For the past few years, the Network Automation SIG has been doing substantive work on network automation tooling and orchestration best practices. The Performance SIG, relaunched last October, is developing inter-domain performance targets and troubleshooting guides for the whole community to use. The Time and Frequency Working Group is brand new, formed to address inter-domain precision time synchronization across R&E network infrastructure. Add to that the IPv6 Working Group and the Optical SIG, which round out a set of forums where community conversations continue to shape what we build next. If you’re not yet participating in one of these groups, I’d encourage you to reach out to networkdevelopment@internet2.edu to get involved.

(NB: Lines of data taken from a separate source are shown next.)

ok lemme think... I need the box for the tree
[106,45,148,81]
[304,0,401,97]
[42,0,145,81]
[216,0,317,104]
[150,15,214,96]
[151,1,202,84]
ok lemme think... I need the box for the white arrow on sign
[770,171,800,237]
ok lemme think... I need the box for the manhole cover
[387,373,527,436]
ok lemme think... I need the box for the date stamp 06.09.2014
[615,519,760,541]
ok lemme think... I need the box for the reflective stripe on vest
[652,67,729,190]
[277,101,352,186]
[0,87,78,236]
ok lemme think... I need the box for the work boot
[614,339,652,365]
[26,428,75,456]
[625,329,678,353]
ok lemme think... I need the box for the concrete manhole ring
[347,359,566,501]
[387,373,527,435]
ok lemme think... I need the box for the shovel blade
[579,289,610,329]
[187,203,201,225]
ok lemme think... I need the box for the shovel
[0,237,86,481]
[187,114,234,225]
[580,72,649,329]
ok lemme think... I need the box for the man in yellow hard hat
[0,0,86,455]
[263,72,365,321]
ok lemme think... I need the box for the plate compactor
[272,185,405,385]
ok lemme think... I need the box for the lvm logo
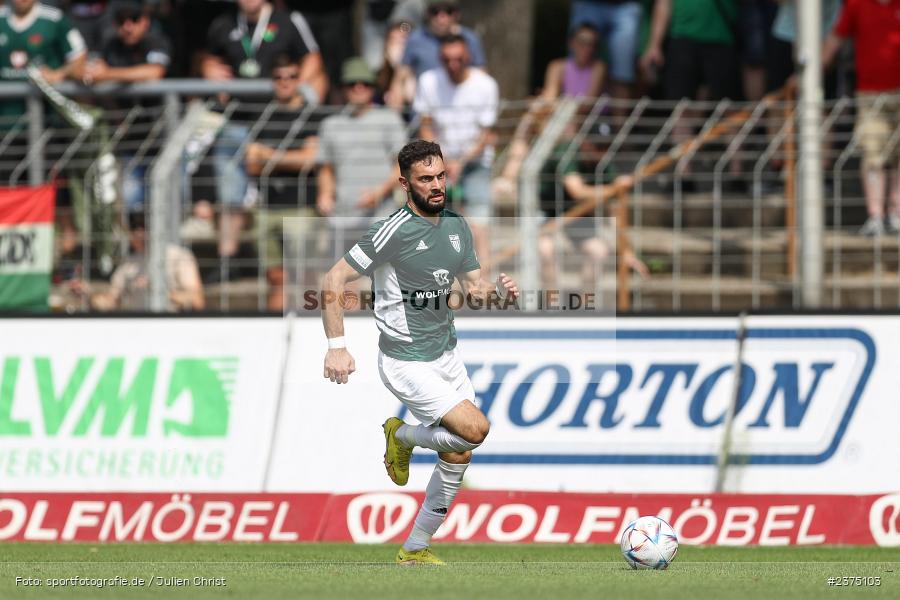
[0,357,237,437]
[403,328,875,465]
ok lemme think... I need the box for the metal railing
[514,91,900,311]
[2,78,899,313]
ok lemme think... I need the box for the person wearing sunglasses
[388,0,485,107]
[83,2,170,85]
[79,1,170,218]
[243,54,325,310]
[203,0,326,103]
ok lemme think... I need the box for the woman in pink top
[542,22,606,100]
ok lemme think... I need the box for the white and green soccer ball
[620,516,679,570]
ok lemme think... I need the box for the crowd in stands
[0,0,897,311]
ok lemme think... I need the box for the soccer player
[321,139,519,565]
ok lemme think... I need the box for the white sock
[403,459,468,551]
[396,423,479,453]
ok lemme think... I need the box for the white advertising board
[0,318,286,491]
[1,315,895,495]
[272,315,891,494]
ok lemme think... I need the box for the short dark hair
[570,21,600,39]
[127,211,146,230]
[272,54,297,72]
[398,140,443,178]
[439,33,468,49]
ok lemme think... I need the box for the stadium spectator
[538,123,648,293]
[0,0,87,253]
[541,22,606,100]
[389,0,485,107]
[823,0,900,236]
[82,1,170,215]
[82,1,169,85]
[362,0,395,71]
[640,0,741,188]
[767,0,842,90]
[317,57,407,249]
[376,21,410,105]
[737,0,778,102]
[390,0,427,28]
[568,0,641,103]
[0,0,87,98]
[87,212,205,311]
[640,0,740,103]
[243,54,323,310]
[414,33,497,264]
[279,0,353,104]
[58,0,109,51]
[202,0,326,102]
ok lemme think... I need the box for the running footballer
[321,139,519,565]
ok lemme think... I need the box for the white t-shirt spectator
[413,67,499,167]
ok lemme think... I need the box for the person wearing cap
[316,57,407,261]
[80,1,171,218]
[388,0,485,107]
[317,58,406,219]
[83,2,170,85]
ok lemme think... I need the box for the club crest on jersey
[10,51,27,69]
[432,269,450,285]
[449,234,461,253]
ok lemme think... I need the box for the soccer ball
[620,516,679,570]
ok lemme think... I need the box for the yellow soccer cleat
[396,547,445,565]
[382,417,413,486]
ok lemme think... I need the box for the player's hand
[324,348,355,384]
[496,272,519,301]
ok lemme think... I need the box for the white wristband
[328,336,346,349]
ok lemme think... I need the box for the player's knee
[463,418,490,446]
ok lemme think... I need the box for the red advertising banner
[1,491,898,546]
[0,493,330,543]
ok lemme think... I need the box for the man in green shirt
[321,139,519,565]
[640,0,740,101]
[0,0,87,118]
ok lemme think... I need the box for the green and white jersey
[0,4,85,77]
[0,4,85,117]
[345,204,480,362]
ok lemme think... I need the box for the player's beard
[410,187,445,215]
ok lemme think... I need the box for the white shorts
[377,347,475,427]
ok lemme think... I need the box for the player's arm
[458,269,519,303]
[321,257,363,384]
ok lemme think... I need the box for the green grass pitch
[1,544,898,599]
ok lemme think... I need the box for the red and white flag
[0,184,55,310]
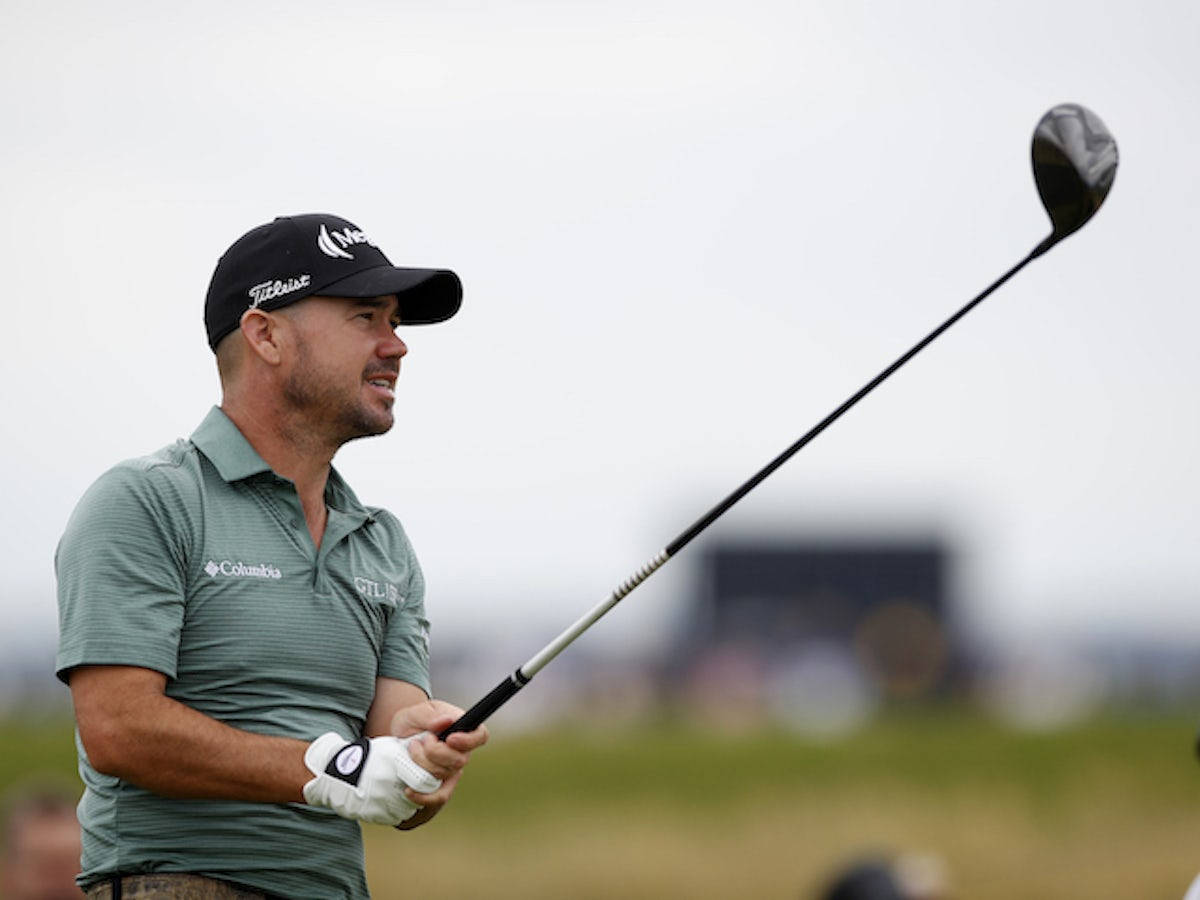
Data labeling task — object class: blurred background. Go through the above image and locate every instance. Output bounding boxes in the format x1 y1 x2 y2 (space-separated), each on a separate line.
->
2 1 1199 897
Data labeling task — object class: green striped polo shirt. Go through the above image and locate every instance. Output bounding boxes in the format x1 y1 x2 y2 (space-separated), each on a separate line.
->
55 406 432 899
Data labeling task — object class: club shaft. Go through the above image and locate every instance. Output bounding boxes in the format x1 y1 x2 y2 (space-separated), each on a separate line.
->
439 244 1043 740
438 550 672 738
666 247 1039 557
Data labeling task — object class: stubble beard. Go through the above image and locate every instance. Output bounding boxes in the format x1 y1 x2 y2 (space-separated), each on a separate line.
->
282 335 394 448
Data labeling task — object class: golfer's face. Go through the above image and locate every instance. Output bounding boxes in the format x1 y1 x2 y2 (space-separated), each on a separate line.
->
282 294 407 439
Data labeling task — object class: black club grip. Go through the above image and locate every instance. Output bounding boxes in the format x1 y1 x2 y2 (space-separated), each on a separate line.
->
437 672 528 740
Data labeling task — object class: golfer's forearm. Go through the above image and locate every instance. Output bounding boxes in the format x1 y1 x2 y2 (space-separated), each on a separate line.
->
79 691 311 803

Continue the Conversation at Technology Exchange

Internet2 2026 Technology Exchange

Lastly, I’m genuinely excited for the Peer-to-Peer Advanced Networking Unconference, which we’re hosting for the first time at the 2026 Internet2 Technology Exchange (TechEX26) this fall. The format is based on the premise that some of the most valuable conversations at any conference are the ones that can’t be planned in advance, with participants pitching topics and building the agenda together in real time. If you want to be in a room full of people grappling with the same challenges at the intersection of advanced networking, cloud, AI, automation, and security, this unconference is for you. 

In fact, TechEX26 is where you can get the latest on all the efforts discussed here: HAWAT, Periscope, the Packet Platform Refresh, and more. Hear directly from the teams building these capabilities, share your feedback, and engage with the community in person. We hope to see you in Minneapolis.